0

I am newbie to gremlin. I have a graph with airports as nodes and flights as edges with arrival time and departure time as edge properties. Now I am trying to use tinkerpop 3.1 to get the list of connections with 1 layovers, 2 layovers, 3 layovers given a origin airport, destination airport and departure time . I got it to work for 1 layover using below query. I am having tough time trying to generalize this query to find n connections using repeat and match. Any help is appreciated.

Sample graph script

graph = TinkerFactory.createModern()
g = graph.traversal()
g.addV('airport').property('name','PDX').as('PDX').
  addV('airport').property('name','JFK').as('JFK').
  addV('airport').property('name','PHX').as('PHX').
  addV('airport').property('name','ORD').as('ORD').
  addV('airport').property('name','IAD').as('IAD').
  addE('flight').property('depTime',9).property('arrTime',10).from('PDX').to('JFK').
  addE('flight').property('depTime',10).property('arrTime',11).from('PDX').to('PHX').
  addE('flight').property('depTime',12).property('arrTime',13).from('PDX').to('ORD').
  addE('flight').property('depTime',13).property('arrTime',14).from('PDX').to('IAD').
  addE('flight').property('depTime',11).property('arrTime',14).from('JFK').to('IAD').
  addE('flight').property('depTime',10).property('arrTime',12).from('PHX').to('IAD').
  addE('flight').property('depTime',14).property('arrTime',15).from('ORD').to('IAD').iterate()


Gremlin query


g.V().has("airport","name","PDX").outE().has("depTime",gt(6)).
match(
__.as('e1').values('arrTime').as('e1Arr'),
__.as('e1').outV().as('v1'),
__.as('e1').inV().as('v2'),
__.as('v2').outE().as('e2'),
__.as('e2').values('depTime').as('e2Dep')).
where('e2Dep',gt('e1Arr')).select('e2').inV().as("v3").has("airport","name","IAD").
select("v1","e1","v2","e2","v3").by("name").by(valueMap()).by("name").by(valueMap()).by("name");
  • 2
    it would help if you added a small sample graph as a script that could be run in the Gremlin Console - for example see https://stackoverflow.com/a/44886243/1831717 – stephen mallette Jul 04 '17 at 10:49

1 Answers1

2

I don't have a graph to test it, but this query should do the trick:

g.V().has("airport","name","PDX").outE().has("depTime", gt("09:30")).as("e").inV().
 emit().
   repeat(outE().filter(project("a","b").by("depTime").by(select(last, "e").by("arrTime")).
            where("a", gt("b"))).as("e").inV()).times(2).
 has("name", "IAD").path().by("name").by(valueMap())

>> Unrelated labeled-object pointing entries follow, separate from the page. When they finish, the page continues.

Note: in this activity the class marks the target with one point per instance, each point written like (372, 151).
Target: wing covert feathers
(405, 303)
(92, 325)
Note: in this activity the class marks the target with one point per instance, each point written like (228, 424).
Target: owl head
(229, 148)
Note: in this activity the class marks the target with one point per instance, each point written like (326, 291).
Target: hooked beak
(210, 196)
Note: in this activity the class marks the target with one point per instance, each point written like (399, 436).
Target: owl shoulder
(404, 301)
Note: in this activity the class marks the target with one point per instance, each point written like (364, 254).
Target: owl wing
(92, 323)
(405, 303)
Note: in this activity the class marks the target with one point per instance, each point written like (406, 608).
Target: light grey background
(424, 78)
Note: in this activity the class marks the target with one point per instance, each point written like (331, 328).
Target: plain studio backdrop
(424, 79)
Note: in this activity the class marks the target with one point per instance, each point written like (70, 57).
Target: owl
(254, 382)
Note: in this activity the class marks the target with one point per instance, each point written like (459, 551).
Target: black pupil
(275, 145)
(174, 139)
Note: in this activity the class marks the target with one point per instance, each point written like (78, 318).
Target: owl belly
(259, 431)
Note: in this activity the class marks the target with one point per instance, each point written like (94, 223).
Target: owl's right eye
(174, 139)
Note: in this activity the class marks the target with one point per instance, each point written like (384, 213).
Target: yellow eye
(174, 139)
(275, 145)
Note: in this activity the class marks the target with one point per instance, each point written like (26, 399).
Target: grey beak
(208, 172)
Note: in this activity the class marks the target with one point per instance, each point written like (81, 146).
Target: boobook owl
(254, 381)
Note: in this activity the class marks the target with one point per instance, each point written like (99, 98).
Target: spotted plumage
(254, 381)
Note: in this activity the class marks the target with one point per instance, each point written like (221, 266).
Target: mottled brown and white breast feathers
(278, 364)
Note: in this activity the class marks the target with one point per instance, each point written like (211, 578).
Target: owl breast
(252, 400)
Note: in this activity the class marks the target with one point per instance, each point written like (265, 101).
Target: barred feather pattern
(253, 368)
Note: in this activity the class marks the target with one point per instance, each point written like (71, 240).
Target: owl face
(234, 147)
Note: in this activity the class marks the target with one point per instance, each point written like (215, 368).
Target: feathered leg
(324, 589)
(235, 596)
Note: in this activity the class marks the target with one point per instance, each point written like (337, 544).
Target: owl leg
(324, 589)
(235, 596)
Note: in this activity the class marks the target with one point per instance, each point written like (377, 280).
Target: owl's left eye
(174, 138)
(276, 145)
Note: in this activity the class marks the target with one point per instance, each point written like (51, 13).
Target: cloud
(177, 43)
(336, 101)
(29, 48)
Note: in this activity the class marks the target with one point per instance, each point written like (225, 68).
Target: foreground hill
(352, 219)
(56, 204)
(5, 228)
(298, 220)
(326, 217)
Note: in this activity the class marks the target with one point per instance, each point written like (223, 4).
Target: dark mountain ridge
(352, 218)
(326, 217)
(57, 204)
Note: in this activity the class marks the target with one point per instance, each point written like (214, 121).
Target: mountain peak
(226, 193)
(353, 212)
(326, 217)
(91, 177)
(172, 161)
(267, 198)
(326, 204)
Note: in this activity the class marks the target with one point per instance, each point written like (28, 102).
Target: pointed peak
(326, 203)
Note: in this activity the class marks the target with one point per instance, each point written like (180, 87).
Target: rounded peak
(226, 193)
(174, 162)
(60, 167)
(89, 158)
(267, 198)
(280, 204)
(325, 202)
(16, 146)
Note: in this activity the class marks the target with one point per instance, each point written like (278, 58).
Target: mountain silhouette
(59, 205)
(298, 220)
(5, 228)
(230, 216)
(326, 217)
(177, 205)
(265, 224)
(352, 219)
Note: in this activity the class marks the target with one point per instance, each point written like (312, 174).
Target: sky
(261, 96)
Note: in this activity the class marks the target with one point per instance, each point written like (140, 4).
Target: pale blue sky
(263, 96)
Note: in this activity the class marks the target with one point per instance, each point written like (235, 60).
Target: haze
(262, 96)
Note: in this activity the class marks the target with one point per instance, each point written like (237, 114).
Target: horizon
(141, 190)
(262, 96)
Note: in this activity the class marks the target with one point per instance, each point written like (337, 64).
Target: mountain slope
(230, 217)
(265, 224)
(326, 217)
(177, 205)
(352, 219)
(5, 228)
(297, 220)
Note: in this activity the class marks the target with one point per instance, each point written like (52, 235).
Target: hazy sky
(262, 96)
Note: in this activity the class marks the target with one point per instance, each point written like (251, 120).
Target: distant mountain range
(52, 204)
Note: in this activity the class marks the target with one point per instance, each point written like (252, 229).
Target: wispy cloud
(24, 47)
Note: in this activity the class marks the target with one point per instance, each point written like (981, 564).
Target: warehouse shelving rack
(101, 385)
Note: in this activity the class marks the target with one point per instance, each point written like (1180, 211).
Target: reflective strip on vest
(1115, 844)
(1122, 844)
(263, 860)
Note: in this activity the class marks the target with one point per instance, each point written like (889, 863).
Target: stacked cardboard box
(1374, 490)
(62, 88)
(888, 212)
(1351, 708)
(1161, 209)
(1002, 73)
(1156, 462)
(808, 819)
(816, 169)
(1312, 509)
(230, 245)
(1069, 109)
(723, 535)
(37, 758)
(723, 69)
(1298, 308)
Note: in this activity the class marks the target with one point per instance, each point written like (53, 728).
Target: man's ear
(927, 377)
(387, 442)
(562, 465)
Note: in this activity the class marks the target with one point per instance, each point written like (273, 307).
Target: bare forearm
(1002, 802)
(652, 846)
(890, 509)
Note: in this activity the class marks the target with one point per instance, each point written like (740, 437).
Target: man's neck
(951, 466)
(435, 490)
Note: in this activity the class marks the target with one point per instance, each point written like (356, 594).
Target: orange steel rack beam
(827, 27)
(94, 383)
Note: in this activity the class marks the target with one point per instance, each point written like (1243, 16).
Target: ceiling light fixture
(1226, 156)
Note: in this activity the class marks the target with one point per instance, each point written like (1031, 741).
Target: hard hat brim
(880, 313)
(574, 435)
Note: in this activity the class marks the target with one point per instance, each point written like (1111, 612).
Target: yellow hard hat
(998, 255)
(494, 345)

If the dataset is relatively static, I would suggest to create shortcuts, e.g. pre-compute route vertices, that have a connection to all stops. For example:

g.V().has("airport","name","PDX").as("a0").
  V().has("airport","name","JFK").as("a1").
  V().has("airport","name","IAD").as("a2").
  addV("route").property("from", "PDX").
                property("to", "IAD").
                property("stops", 2).
                property("depTime", 9).
                property("arrTime", 14).as("r").
  addE("stop").from("r").to("a0").property("n", 0).
  addE("stop").from("r").to("a1").property("n", 1).
  addE("stop").from("r").to("a2").property("n", 2).iterate()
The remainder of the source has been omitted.